After that he was stuck to me like glue and desperate to please me. When I'd take him to the fenced in park we lived close to he'd run off, I'd call his name, and I could see him looking around to find me. He'd get a happy look on his face and run as fast as he could right for me. He'd lean on me, stare at me adoringly, follow me around whenever I'd get up.
Sadly I was too young and stupid to understand how to really help him. I decided to have him put to sleep after he attempted to climb the fence and attack my neighbor. He didn't mind the children, but the grown man was another story. I regret my decision even today. I'm really glad to see that you're not willing to make my mistake.
It can be so difficult. I'm sure you did what you thought you had to at the time. We have to live and learn. I'm sure all of our pets that we had when we were younger are not as well off as the ones we have when we are more experienced, and probably everybody has some guilt and regret. (I think about the cats I let live outside and get killed, the dog who jumped out of an open window in my car, etc. Dumb stuff on my part that an animal had to suffer for.)

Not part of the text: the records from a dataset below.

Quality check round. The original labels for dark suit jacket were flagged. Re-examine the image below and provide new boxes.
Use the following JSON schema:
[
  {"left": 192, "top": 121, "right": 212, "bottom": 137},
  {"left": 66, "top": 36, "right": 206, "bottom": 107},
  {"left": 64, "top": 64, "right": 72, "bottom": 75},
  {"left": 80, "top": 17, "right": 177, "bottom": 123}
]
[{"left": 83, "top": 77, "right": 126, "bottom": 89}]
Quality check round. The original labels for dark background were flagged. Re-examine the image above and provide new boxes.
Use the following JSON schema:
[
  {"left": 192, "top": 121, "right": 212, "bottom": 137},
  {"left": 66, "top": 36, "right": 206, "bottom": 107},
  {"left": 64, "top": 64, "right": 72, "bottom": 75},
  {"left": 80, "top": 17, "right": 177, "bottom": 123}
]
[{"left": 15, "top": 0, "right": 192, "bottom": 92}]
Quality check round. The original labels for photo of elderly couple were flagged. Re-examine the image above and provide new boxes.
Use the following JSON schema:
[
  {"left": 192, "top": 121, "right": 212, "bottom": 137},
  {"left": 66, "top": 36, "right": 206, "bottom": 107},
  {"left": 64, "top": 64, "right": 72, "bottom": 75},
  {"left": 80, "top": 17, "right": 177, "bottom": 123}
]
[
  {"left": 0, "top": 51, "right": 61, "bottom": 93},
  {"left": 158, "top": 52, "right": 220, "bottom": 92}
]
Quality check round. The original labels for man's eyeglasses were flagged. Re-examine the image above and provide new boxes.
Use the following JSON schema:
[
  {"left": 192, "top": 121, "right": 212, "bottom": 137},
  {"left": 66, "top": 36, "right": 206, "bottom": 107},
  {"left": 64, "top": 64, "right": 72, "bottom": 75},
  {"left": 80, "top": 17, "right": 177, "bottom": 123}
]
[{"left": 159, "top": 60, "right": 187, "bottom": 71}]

I think your dog was much worse than Mondo, the way you are describing him, and possibly had been abused and permanently scarred. Mondo is not a vicious dog in his heart, if that makes sense. A chihuahua that roams the neighborhood attacked his face before I could stop it, and he just pulled back in surprise. It's possible that your dog would have seriously hurt somebody. I guess we shouldn't have regrets about the past, not knowing what trouble we avoided on the road not taken. So I hope that you are not too hard on yourself about that.